Excerpt:

In our practice we just sit with our bodies and minds in the zendo, and we aim to practice the Buddha Way in our activities outside the zendo as well. In practicing the Buddha Way there is no separation between the self that is studying the self and the self that is studied by the self; self is studying the self, and the act of studying is also the self. There is no such thing as a self that is separate from our activity. Dogen Zenji defined this self as jijuyu-zanmai, a term that Sawaki Kodo Roshi described as “self ‘selfing’ the self.'”
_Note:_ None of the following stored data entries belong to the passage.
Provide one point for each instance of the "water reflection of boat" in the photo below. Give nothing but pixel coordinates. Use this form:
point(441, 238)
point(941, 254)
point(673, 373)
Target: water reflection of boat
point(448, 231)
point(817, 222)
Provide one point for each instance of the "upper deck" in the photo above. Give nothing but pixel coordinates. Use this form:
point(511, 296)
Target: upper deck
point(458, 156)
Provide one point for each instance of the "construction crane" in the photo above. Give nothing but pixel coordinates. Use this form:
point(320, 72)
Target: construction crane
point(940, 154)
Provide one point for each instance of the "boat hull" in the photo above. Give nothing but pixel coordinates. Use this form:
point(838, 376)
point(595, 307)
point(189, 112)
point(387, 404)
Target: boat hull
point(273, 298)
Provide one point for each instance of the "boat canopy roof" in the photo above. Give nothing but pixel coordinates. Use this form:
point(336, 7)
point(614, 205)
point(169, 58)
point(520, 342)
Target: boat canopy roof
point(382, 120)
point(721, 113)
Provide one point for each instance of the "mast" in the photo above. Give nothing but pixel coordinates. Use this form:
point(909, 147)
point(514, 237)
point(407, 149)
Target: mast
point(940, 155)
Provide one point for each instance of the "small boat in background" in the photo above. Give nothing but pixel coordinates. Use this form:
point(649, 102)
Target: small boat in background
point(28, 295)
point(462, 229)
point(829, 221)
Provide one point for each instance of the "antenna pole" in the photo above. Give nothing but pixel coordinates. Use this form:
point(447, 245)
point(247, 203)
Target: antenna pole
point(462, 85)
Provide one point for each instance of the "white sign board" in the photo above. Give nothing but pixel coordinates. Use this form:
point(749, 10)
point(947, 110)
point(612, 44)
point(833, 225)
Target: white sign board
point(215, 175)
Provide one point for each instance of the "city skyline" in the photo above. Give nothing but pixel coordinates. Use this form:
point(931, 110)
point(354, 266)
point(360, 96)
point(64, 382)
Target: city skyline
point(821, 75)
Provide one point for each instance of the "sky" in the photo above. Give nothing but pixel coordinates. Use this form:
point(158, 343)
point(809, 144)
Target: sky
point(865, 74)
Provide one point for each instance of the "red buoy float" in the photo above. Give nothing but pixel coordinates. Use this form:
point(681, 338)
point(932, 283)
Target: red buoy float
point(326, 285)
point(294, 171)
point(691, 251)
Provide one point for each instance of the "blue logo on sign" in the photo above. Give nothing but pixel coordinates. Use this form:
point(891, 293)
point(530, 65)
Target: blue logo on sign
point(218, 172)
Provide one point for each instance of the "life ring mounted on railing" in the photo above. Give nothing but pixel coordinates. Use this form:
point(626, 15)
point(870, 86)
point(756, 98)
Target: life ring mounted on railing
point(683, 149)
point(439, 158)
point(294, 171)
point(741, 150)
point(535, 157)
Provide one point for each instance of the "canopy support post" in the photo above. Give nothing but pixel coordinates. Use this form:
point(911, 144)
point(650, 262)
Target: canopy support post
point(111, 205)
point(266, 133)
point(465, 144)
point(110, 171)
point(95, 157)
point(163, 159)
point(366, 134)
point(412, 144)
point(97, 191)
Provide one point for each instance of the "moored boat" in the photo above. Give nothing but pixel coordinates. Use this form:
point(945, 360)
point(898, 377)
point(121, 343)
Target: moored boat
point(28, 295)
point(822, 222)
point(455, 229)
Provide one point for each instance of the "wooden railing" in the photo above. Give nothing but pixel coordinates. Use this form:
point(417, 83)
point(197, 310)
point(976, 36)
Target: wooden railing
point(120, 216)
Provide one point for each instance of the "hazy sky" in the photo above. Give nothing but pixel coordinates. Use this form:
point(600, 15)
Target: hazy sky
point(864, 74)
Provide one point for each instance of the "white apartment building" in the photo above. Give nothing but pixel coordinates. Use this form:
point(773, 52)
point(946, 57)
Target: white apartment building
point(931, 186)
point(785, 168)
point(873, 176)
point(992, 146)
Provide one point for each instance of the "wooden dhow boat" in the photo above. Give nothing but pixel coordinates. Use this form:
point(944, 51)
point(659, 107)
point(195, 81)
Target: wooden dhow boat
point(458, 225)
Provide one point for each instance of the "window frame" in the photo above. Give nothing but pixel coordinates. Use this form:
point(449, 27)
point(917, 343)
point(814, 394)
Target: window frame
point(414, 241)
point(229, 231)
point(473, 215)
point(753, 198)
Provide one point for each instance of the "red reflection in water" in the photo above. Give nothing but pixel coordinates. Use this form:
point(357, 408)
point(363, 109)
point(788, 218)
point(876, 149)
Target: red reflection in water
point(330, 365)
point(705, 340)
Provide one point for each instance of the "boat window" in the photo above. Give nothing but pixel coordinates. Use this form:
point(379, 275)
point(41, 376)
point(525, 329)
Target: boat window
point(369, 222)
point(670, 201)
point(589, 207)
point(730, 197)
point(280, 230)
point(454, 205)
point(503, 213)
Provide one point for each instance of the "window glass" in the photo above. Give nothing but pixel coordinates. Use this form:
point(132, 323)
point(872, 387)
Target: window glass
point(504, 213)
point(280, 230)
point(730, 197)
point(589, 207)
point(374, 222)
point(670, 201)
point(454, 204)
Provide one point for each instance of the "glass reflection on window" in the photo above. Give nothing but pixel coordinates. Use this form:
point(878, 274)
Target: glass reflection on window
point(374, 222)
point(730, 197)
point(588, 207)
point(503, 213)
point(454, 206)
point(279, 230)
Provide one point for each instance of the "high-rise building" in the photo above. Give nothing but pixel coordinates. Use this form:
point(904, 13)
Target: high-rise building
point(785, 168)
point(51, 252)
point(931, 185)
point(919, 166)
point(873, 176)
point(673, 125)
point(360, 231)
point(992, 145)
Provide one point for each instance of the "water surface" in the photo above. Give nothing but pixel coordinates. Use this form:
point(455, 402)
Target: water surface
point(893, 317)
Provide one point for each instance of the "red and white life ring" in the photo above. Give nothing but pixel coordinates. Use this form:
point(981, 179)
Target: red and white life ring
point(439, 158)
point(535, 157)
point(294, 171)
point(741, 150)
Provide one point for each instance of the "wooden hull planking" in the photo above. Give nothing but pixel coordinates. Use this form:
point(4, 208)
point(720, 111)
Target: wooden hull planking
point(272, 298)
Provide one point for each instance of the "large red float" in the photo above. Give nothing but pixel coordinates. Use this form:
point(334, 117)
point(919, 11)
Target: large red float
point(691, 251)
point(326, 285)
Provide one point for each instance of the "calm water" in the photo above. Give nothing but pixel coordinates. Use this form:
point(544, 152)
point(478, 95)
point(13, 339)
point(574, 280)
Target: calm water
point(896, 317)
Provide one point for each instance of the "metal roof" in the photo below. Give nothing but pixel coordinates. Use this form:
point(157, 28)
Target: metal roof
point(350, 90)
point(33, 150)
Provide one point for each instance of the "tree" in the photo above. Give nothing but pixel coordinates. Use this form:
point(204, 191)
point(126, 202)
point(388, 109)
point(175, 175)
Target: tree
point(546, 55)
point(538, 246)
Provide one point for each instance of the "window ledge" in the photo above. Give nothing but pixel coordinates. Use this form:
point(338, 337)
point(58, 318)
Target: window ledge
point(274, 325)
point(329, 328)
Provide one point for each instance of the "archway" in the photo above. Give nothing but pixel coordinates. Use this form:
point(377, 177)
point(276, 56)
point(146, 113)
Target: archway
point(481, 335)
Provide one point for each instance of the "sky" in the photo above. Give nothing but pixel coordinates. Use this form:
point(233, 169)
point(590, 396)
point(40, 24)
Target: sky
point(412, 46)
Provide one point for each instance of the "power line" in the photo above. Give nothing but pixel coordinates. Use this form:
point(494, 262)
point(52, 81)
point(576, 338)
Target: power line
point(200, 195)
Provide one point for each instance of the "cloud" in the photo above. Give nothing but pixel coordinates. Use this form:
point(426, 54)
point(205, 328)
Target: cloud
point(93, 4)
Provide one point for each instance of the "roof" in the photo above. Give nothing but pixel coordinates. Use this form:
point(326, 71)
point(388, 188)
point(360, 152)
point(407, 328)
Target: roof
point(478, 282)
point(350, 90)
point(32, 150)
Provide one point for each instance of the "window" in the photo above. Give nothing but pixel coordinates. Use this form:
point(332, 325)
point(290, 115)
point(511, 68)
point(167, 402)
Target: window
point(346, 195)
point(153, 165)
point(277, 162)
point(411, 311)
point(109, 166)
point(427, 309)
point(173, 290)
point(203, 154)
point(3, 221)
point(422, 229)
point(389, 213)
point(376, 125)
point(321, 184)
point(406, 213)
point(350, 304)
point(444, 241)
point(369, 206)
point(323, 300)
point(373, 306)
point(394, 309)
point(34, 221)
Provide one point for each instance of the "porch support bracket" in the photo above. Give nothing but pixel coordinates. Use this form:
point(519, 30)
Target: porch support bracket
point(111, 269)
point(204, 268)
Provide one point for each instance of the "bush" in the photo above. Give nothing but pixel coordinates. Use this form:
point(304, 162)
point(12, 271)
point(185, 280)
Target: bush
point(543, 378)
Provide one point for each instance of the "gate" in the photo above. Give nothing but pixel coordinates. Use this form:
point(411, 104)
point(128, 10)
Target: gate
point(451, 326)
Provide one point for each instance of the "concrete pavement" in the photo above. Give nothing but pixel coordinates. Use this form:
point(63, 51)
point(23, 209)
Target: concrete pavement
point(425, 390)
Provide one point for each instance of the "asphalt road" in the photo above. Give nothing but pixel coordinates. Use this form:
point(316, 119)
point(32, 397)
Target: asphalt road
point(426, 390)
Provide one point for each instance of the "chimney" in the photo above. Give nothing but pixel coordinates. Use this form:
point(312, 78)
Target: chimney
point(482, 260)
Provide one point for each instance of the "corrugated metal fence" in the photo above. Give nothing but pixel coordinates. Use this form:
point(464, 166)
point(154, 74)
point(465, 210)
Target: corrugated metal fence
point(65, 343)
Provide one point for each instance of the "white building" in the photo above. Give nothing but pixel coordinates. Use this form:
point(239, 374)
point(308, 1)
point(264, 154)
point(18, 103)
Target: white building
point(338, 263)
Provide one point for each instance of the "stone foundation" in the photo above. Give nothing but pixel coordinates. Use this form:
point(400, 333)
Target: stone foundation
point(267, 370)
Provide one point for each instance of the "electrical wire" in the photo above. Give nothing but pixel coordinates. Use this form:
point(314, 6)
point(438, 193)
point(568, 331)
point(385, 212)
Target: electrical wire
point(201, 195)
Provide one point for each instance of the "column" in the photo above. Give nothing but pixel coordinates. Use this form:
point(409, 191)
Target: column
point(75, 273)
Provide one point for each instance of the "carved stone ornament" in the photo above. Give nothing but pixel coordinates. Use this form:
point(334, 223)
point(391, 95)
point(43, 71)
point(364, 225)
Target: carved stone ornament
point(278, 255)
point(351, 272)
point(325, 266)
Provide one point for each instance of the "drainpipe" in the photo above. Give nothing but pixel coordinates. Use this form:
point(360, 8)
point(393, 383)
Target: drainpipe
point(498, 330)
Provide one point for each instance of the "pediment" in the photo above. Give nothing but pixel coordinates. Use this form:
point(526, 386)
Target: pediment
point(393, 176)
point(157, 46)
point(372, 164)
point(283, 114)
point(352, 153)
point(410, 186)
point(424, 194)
To illustrate this point we can think of the relationship between a runner and the act of running. When we think of this, we realize that no runner is separate from the act of running; a runner and running are the same thing. If the runner becomes separate from running, then the runner is not running. If this is the case, the runner can no longer be called a runner since a runner is defined as “one who runs.” The great ancient Indian master Nagarjuna presented this example as part of his illustration of emptiness and the negation of a fixed, permanent, fundamental essence that “owns” the body and mind.
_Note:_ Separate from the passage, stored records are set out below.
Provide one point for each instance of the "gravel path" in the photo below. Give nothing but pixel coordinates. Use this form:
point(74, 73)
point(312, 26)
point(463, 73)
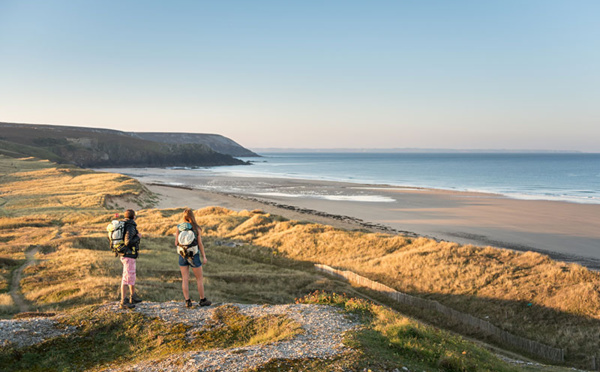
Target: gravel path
point(323, 326)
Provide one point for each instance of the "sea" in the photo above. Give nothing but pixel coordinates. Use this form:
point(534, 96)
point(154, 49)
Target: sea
point(570, 177)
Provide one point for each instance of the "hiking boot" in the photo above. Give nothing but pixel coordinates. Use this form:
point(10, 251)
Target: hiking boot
point(126, 305)
point(135, 299)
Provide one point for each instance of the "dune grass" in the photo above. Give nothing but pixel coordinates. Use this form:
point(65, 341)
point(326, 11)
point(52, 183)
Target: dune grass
point(258, 258)
point(527, 294)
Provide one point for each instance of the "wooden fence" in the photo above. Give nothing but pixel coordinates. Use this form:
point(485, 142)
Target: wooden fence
point(529, 346)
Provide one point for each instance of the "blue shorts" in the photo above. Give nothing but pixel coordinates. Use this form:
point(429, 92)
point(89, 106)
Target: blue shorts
point(195, 260)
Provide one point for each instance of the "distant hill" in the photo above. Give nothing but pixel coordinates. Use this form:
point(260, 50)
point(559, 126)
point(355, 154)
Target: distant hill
point(216, 142)
point(93, 147)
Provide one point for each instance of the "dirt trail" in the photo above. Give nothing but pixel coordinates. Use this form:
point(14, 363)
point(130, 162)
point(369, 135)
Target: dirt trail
point(15, 292)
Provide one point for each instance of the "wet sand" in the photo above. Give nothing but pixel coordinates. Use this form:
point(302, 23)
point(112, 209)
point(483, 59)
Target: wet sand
point(566, 231)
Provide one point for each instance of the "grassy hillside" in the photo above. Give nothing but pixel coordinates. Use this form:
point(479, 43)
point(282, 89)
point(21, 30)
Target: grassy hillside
point(88, 147)
point(258, 258)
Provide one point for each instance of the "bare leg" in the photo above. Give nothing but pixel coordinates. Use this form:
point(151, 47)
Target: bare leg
point(123, 285)
point(185, 278)
point(199, 282)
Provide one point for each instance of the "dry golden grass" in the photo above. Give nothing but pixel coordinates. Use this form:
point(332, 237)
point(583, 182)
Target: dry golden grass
point(526, 293)
point(34, 188)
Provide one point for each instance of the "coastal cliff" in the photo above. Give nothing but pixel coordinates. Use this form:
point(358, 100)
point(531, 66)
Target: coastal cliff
point(92, 147)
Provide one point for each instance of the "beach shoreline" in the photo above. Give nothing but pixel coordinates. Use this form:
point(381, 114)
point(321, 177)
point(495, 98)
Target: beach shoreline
point(565, 231)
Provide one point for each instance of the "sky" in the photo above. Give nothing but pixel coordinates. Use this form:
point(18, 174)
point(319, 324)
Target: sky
point(522, 74)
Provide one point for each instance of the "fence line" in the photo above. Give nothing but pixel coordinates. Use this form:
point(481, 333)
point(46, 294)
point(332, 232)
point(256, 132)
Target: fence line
point(530, 346)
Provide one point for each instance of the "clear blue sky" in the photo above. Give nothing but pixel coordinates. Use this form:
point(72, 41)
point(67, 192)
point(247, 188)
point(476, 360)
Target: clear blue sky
point(504, 74)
Running as well as sitting, eating, drinking, and breathing are very ordinary things. But when we say, “There is no ‘I’ other than running” or “running without a runner,” we think we are discussing something mysterious. But this view of the teachings of people such as Nagarjuna or Dogen is mistaken. These teachers are trying to express a very ordinary thing in a truly realistic way without fabrication. To do this they use words that negate themselves in a way that reveals the reality beyond our thoughts.
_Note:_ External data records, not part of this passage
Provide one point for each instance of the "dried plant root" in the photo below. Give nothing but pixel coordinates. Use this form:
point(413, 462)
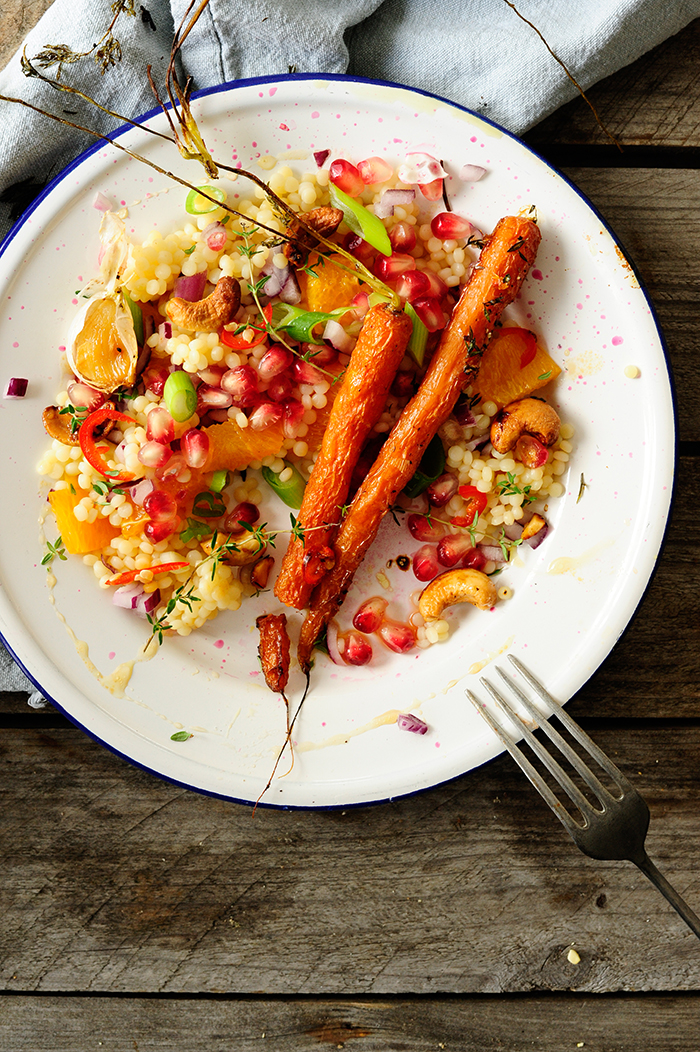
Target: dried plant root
point(494, 283)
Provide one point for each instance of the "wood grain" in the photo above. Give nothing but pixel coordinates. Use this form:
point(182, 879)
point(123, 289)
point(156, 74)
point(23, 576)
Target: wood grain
point(116, 882)
point(668, 1024)
point(654, 101)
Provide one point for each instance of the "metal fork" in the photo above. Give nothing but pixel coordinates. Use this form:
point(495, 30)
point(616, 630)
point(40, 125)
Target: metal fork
point(618, 828)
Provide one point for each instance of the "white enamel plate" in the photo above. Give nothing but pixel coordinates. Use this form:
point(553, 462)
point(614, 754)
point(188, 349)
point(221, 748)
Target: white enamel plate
point(572, 598)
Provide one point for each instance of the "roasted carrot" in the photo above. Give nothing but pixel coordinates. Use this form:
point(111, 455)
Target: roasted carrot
point(274, 650)
point(495, 282)
point(358, 406)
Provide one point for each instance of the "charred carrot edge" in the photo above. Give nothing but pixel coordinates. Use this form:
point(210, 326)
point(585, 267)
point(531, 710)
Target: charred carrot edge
point(274, 650)
point(358, 406)
point(495, 282)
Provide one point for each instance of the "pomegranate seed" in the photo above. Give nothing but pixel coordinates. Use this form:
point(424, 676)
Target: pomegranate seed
point(454, 547)
point(293, 419)
point(82, 395)
point(217, 240)
point(346, 178)
point(391, 267)
point(154, 380)
point(160, 426)
point(195, 446)
point(316, 564)
point(154, 454)
point(442, 490)
point(432, 190)
point(279, 389)
point(274, 362)
point(436, 285)
point(212, 375)
point(212, 398)
point(413, 285)
point(304, 372)
point(265, 415)
point(531, 451)
point(431, 312)
point(160, 530)
point(475, 559)
point(402, 237)
point(358, 650)
point(245, 511)
point(447, 225)
point(241, 383)
point(403, 384)
point(397, 636)
point(374, 170)
point(422, 529)
point(425, 563)
point(359, 247)
point(371, 614)
point(160, 506)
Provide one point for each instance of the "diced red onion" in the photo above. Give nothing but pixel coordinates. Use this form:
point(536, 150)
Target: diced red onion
point(536, 540)
point(406, 721)
point(421, 168)
point(493, 552)
point(513, 532)
point(472, 173)
point(191, 287)
point(338, 338)
point(388, 200)
point(101, 202)
point(16, 387)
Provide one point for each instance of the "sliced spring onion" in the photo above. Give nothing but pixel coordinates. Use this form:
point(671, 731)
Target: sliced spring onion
point(418, 337)
point(300, 323)
point(180, 396)
point(361, 221)
point(431, 467)
point(198, 205)
point(291, 491)
point(219, 481)
point(137, 317)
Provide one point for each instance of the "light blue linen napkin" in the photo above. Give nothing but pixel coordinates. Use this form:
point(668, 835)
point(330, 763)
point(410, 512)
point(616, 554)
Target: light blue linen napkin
point(477, 53)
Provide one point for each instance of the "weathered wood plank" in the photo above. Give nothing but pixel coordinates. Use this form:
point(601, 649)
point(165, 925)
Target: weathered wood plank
point(654, 101)
point(511, 1025)
point(115, 882)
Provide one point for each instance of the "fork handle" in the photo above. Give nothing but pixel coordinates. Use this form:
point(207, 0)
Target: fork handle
point(681, 907)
When we practice the Buddha Way, there is no self, no Buddha Way, no others. This is because self, Buddha Way, and others work together as one. What we call “our actions” are actually the work done by both self and other beings and objects. For example, when a person drives a car, the person thinks “he” as subject drives “the car” as object. But in reality we cannot drive without the car; we can only become a driver or be driven with the aid of the car, and the car can only express its full function as a vehicle of transportation when someone drives it. Our cars affect us both psychologically and materially as well. We will drive different cars in different ways, for example, depending upon the style or quality of the car. The feelings and attitude of a person driving a cheap old truck carrying a load of junk will likely be totally different from the feelings and attitude that person will have driving a luxurious new car carrying a VIP. A car can also provide us with the ability to travel quickly and conveniently, yet if it breaks down, we may have to make more effort than usual to get where we need to go repair, fuel, and insurance costs can exert an added financial stress on our lives and can even feel burdensome. So in a sense the car own us and shapes us as much as we own and control it, and the action of driving can actually be manifested only by a person and a car working together. This reality of mutual influence and interconnectedness is true not only for a “special” practice done by a group of people called “Buddhists”; in truth this is the way all beings are working within the circle of interdependent origination.

The Buddha Way includes both self and objects. The Buddha Way includes both people sitting and the sitting they do. They are actually one thing. This is very difficult to explain, yet it is an obvious reality of our lives. This reality is not some special state or condition that is only accomplished by so-called “enlightened” people. Even when we don’t realize it, self, action, and object are working together as one reality, so we don’t need to train ourselves to make them into one thing in our minds. If self, action, and object were really three separate things, they could not become one. The truth is that they are always one reality, regardless of what we do or think.